Zweitimpfung, wobei diese nicht länger als 360 Tage zurückliegen darf und zwischen der Erst- und Zweitimpfung mindestens 14 Tage verstrichen sein müssen

Impfung ab dem 22. Tag nach der Impfung bei Impfstoffen, bei denen nur eine Impfung vorgesehen ist, wobei diese nicht länger als 270 Tage zurückliegen darf

Impfung, sofern mindestens 21 Tage vor der Impfung ein positiver molekularbiologischer Test auf SARS-CoV-2 bzw. vor der Impfung ein Nachweis über neutralisierende Antikörper vorlag, wobei die Impfung nicht länger als 360 Tage zurückliegen darf

weitere Impfung, wobei diese nicht länger als 360 Tage zurückliegen darf und zwischen dieser und einer Impfung im Sinne der lit. a, b oder c mindestens 120 Tage verstrichen sein müssen

4. ein Internationaler Impfpass gemäß Art. 36 in Verbindung mit Anlage 6 der Internationalen Gesundheitsvorschriften (2005), BGBl. III Nr. 98/2008 in der Fassung BGBl. III Nr. 182/2016, in dem eine der in Z 3 genannten Impfungen eingetragen ist

5. ein Absonderungsbescheid, wenn dieser für eine in den letzten 180 Tagen vor der vorgesehenen Testung nachweislich mit SARS-CoV-2 infizierte Person ausgestellt wurde, oder

6. ein Nachweis über neutralisierende Antikörper, der nicht älter als 90 Tage sein darf

Bei Personen vom vollendeten 6. Lebensjahr bis zum vollendeten 12. Lebensjahr gilt, dass die Abnahme eines molekularbiologischen Tests auf SARS-CoV-2 (PCR-Test) nicht länger als 72 Stunden zurückliegen darf. Diese Personen können auch ein negatives Testergebnis eines Antigentests auf SARS-CoV-2, dessen Abnahme nicht mehr als 48 Stunden zurückliegen darf, in Form eines

Zertifikates gemäß § 4c Epidemiegesetz 1950

Nachweises einer befugten Stelle oder

Nachweises gemäß § 3 Z 8 der COVID-19-Schulverordnung 2021/22 (Corona-Testpass)

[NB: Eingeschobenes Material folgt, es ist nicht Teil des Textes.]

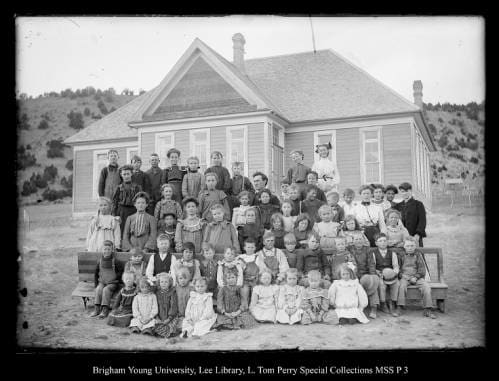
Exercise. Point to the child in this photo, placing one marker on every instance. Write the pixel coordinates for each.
(272, 259)
(145, 309)
(167, 204)
(193, 181)
(310, 259)
(199, 314)
(136, 264)
(140, 228)
(110, 176)
(379, 195)
(348, 297)
(121, 315)
(264, 299)
(107, 274)
(103, 227)
(327, 230)
(387, 268)
(289, 299)
(347, 203)
(312, 179)
(288, 219)
(395, 232)
(223, 175)
(167, 319)
(238, 213)
(232, 308)
(277, 224)
(295, 199)
(192, 228)
(315, 302)
(303, 226)
(298, 173)
(187, 261)
(250, 268)
(220, 232)
(174, 175)
(366, 271)
(252, 229)
(351, 229)
(290, 249)
(240, 183)
(159, 262)
(338, 214)
(124, 196)
(229, 265)
(139, 177)
(208, 267)
(183, 290)
(266, 209)
(211, 196)
(413, 273)
(311, 205)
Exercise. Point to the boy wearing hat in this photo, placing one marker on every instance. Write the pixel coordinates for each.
(413, 272)
(387, 268)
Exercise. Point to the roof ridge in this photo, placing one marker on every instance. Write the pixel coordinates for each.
(335, 53)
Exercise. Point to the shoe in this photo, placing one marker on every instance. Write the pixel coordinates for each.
(96, 311)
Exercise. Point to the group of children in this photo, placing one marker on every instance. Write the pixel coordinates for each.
(300, 257)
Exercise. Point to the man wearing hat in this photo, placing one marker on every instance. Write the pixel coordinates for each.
(387, 268)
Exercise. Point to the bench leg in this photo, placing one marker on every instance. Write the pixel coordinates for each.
(441, 305)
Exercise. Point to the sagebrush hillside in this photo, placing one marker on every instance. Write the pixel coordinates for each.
(45, 164)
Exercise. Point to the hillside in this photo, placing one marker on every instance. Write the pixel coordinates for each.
(45, 121)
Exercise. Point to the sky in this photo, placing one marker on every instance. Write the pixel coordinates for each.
(446, 53)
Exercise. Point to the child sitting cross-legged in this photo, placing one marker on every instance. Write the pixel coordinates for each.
(121, 315)
(289, 299)
(413, 273)
(348, 297)
(167, 318)
(232, 308)
(272, 259)
(107, 275)
(315, 303)
(264, 299)
(199, 313)
(144, 309)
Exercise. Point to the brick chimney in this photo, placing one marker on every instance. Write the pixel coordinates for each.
(238, 49)
(417, 86)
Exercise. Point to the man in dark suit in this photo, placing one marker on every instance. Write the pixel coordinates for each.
(413, 213)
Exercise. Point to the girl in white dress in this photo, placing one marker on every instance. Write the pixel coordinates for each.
(329, 176)
(103, 227)
(264, 299)
(348, 297)
(199, 313)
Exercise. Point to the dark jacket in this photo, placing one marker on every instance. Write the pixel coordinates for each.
(413, 216)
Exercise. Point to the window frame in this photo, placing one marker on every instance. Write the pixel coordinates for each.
(208, 144)
(228, 142)
(363, 174)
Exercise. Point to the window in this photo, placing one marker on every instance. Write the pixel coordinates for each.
(200, 146)
(163, 142)
(100, 161)
(370, 160)
(237, 143)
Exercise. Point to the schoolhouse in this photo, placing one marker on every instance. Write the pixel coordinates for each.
(257, 111)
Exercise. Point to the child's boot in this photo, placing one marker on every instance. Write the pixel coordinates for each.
(104, 312)
(395, 309)
(97, 310)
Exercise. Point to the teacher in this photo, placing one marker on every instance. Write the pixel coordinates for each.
(329, 176)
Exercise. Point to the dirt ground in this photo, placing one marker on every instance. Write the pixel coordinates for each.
(56, 320)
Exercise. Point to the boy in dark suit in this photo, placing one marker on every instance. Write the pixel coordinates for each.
(413, 213)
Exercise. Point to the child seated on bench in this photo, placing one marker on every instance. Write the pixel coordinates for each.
(107, 275)
(413, 273)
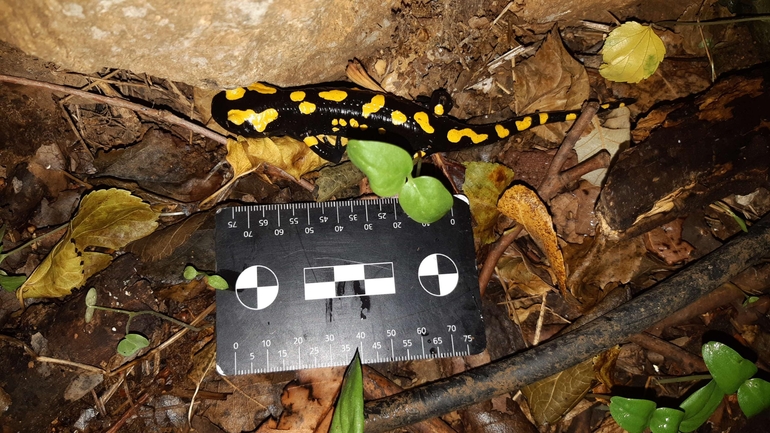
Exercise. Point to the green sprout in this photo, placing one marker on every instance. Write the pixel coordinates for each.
(212, 280)
(132, 342)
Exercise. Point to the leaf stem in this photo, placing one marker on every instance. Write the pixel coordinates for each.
(30, 242)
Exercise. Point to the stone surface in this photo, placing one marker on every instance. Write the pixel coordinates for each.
(213, 44)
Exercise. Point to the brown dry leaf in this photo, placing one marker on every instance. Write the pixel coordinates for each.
(523, 205)
(292, 156)
(516, 273)
(163, 242)
(552, 397)
(308, 403)
(484, 181)
(107, 219)
(615, 131)
(667, 244)
(548, 81)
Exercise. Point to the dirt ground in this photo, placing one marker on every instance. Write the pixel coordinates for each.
(684, 183)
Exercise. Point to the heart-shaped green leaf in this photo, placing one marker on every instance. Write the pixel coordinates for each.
(632, 414)
(666, 420)
(132, 343)
(754, 396)
(387, 166)
(727, 367)
(699, 406)
(349, 412)
(425, 199)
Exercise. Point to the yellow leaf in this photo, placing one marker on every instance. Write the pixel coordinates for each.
(523, 205)
(112, 218)
(108, 219)
(292, 156)
(57, 274)
(631, 53)
(484, 181)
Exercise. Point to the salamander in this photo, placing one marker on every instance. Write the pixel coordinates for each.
(323, 117)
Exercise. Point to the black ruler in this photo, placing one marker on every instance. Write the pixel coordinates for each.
(312, 282)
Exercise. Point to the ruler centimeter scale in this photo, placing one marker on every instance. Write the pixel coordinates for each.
(311, 283)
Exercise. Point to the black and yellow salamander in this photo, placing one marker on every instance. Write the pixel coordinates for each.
(313, 114)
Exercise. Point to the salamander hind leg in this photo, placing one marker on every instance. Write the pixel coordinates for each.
(328, 148)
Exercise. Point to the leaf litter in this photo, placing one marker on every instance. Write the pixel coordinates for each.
(564, 229)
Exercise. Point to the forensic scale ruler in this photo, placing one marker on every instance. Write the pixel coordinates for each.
(312, 282)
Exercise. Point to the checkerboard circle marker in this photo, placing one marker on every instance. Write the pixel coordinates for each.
(438, 274)
(256, 287)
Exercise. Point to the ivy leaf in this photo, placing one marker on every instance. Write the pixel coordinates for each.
(90, 302)
(349, 414)
(632, 414)
(631, 53)
(754, 396)
(728, 368)
(387, 166)
(217, 282)
(425, 199)
(107, 219)
(666, 420)
(699, 406)
(132, 343)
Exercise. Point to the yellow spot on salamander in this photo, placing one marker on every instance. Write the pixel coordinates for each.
(397, 117)
(524, 123)
(333, 95)
(502, 131)
(258, 120)
(234, 94)
(423, 120)
(378, 101)
(262, 88)
(306, 107)
(454, 136)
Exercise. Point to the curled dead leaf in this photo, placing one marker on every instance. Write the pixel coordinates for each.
(524, 206)
(107, 219)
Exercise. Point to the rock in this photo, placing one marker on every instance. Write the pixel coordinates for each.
(214, 44)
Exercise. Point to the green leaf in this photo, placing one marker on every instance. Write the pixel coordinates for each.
(132, 343)
(727, 367)
(10, 283)
(217, 282)
(425, 199)
(699, 406)
(666, 420)
(349, 413)
(631, 53)
(90, 302)
(754, 396)
(387, 166)
(190, 273)
(632, 414)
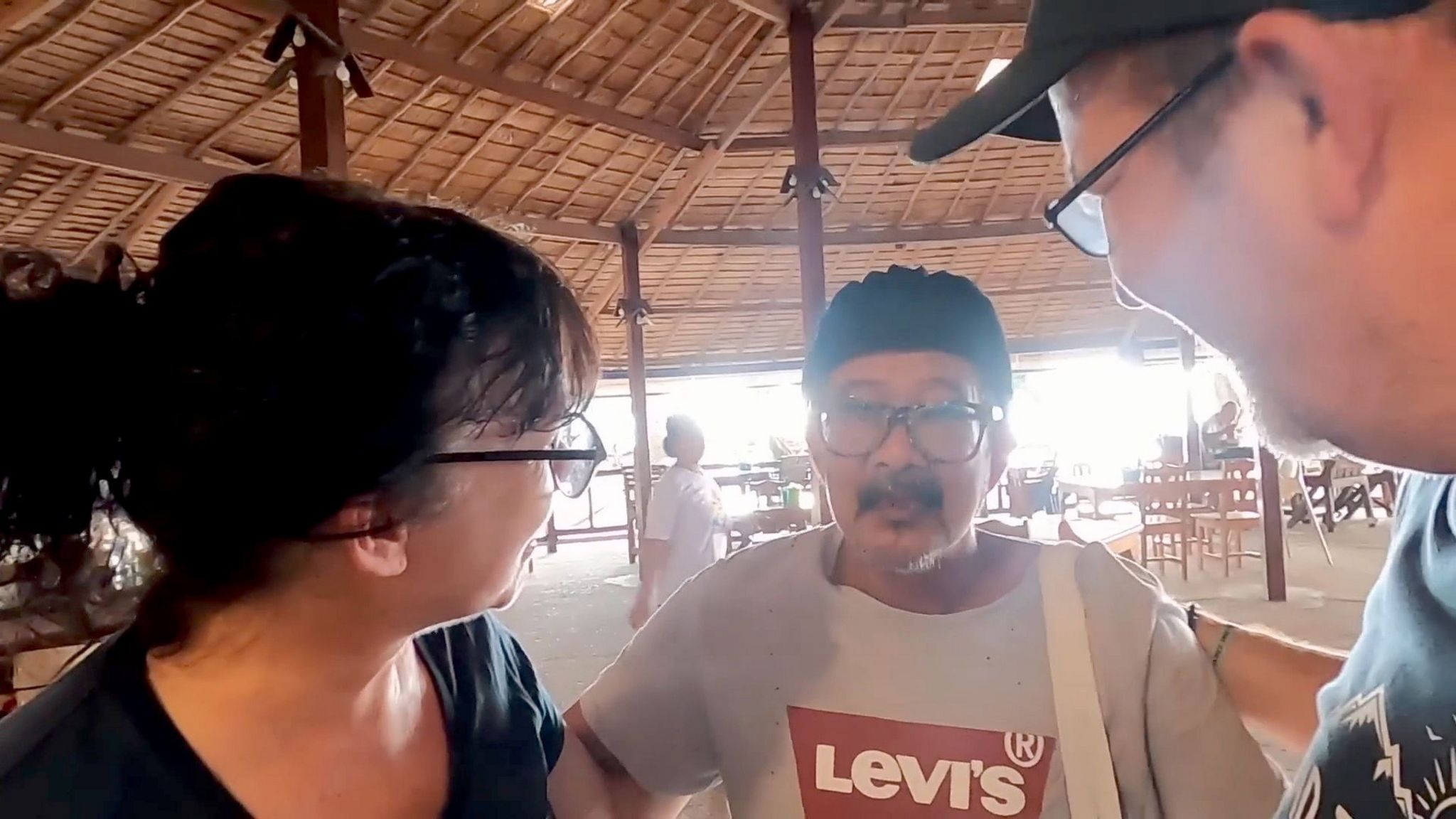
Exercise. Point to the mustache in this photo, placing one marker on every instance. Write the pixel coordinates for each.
(918, 486)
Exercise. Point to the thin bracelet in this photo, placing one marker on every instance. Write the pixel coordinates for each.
(1224, 643)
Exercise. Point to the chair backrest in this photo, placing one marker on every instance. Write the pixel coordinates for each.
(796, 469)
(1241, 494)
(768, 490)
(1238, 469)
(1164, 474)
(1346, 469)
(1169, 449)
(1007, 528)
(1169, 499)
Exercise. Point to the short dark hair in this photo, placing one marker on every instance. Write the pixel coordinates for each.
(299, 344)
(1158, 69)
(678, 426)
(903, 309)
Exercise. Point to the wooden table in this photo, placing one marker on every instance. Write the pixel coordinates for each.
(1107, 486)
(1103, 487)
(1117, 535)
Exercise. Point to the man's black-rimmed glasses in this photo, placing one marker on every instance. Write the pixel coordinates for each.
(950, 432)
(574, 456)
(1078, 215)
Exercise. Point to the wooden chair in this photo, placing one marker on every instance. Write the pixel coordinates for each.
(1340, 486)
(1221, 534)
(1005, 528)
(771, 493)
(1164, 512)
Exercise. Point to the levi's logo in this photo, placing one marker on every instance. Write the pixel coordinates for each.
(854, 767)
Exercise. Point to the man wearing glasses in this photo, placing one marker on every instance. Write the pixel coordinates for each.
(1279, 176)
(896, 663)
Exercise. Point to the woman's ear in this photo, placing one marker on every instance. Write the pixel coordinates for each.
(379, 548)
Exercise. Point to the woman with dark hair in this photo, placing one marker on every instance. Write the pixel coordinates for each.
(338, 420)
(686, 528)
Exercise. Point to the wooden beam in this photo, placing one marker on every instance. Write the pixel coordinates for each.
(803, 86)
(73, 148)
(828, 139)
(322, 130)
(858, 235)
(736, 363)
(772, 11)
(15, 15)
(707, 162)
(172, 168)
(1193, 444)
(100, 68)
(1275, 580)
(637, 375)
(446, 66)
(557, 229)
(960, 16)
(785, 306)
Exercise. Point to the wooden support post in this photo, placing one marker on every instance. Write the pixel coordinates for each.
(1273, 528)
(803, 85)
(804, 94)
(637, 375)
(1193, 448)
(321, 95)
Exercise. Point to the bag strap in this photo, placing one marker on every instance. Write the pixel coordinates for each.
(1085, 756)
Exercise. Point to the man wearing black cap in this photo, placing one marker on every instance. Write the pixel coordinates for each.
(897, 663)
(1279, 177)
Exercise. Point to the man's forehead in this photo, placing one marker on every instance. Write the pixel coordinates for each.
(906, 372)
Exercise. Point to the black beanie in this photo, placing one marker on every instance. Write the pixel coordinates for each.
(906, 309)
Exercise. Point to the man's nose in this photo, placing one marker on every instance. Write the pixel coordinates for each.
(899, 449)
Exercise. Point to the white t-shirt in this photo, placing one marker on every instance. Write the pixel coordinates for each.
(686, 509)
(815, 701)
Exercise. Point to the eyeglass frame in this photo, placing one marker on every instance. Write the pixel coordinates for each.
(596, 456)
(1200, 80)
(897, 416)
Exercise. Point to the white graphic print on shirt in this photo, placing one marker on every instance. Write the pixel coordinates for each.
(1365, 717)
(855, 767)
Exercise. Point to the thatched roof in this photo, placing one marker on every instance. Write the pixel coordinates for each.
(564, 119)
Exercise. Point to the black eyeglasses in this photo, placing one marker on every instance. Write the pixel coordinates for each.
(1078, 215)
(946, 433)
(574, 456)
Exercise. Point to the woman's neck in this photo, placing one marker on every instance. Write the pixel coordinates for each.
(293, 658)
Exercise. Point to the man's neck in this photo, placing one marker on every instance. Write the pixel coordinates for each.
(976, 573)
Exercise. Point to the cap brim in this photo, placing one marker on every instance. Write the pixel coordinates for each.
(1012, 104)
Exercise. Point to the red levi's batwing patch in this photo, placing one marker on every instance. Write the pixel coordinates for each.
(854, 767)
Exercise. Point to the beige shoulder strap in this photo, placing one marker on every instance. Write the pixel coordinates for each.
(1082, 737)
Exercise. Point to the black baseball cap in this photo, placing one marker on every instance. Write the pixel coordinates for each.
(1064, 34)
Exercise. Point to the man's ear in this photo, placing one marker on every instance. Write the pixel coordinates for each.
(379, 550)
(1334, 82)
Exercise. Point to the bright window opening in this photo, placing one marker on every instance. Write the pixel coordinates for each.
(550, 6)
(996, 66)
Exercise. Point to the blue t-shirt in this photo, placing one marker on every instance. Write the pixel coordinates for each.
(1386, 742)
(98, 744)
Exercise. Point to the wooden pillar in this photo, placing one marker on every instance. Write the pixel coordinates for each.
(637, 376)
(1193, 441)
(1275, 579)
(803, 83)
(804, 91)
(321, 95)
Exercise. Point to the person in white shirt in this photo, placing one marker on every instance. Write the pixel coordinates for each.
(896, 663)
(686, 528)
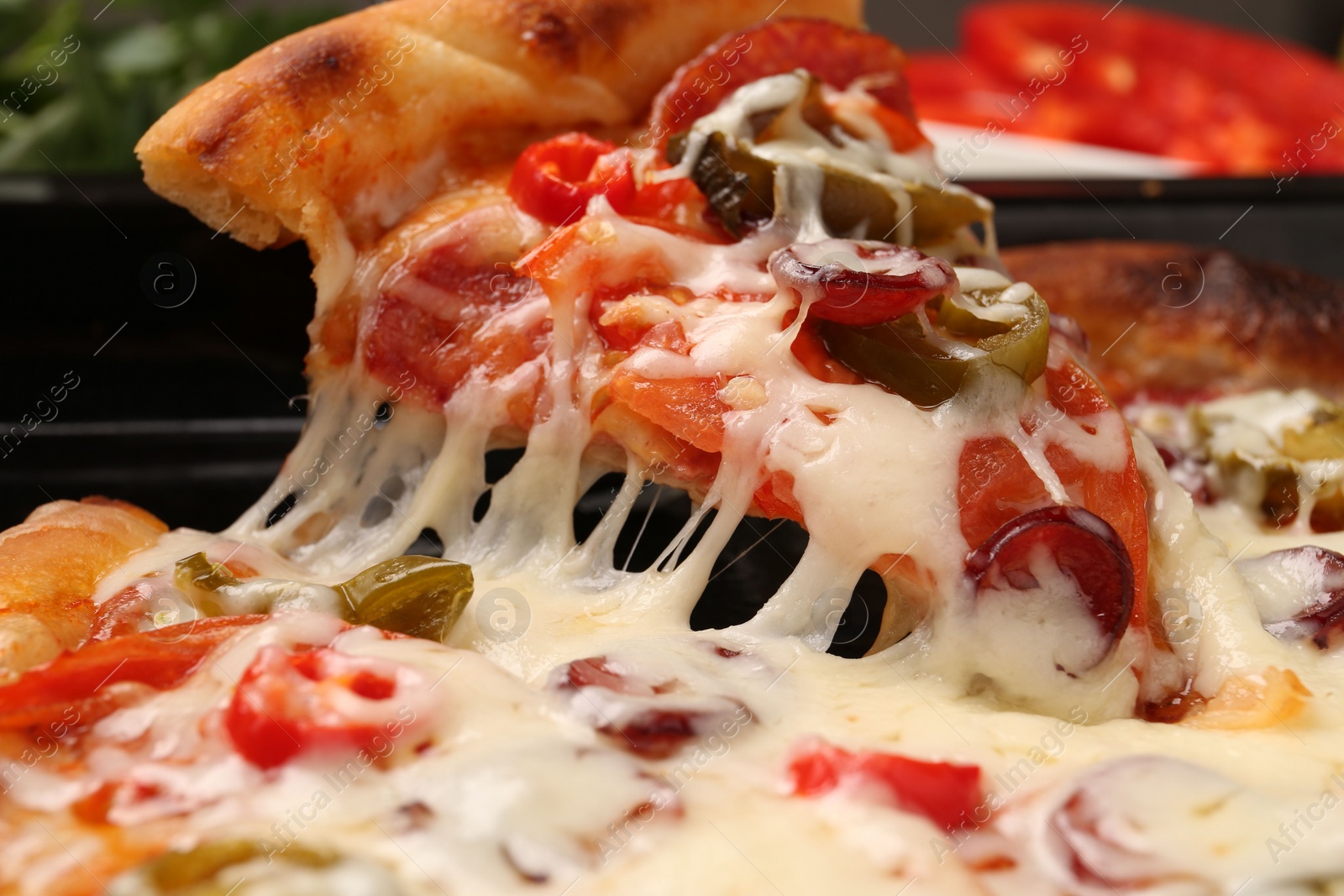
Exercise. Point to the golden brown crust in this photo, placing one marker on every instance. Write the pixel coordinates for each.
(342, 128)
(49, 567)
(1169, 317)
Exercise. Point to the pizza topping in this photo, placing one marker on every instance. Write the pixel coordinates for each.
(554, 181)
(421, 597)
(252, 867)
(414, 595)
(1299, 593)
(320, 700)
(1028, 557)
(927, 358)
(651, 719)
(777, 149)
(944, 793)
(160, 658)
(1276, 454)
(862, 284)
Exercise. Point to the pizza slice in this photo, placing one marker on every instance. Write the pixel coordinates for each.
(737, 275)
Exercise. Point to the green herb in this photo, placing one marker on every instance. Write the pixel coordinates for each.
(80, 82)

vorweisen. Ein Corona-Testpass gilt in der Woche, in der alle gemäß der COVID-19-Schulverordnung 2021/2022 vorgesehenen Testungen pro Unterrichtswoche eingetragen sind, auch am Freitag, Samstag und Sonntag dieser Woche als Nachweis gemäß der geringen epidemiologischen Gefahr.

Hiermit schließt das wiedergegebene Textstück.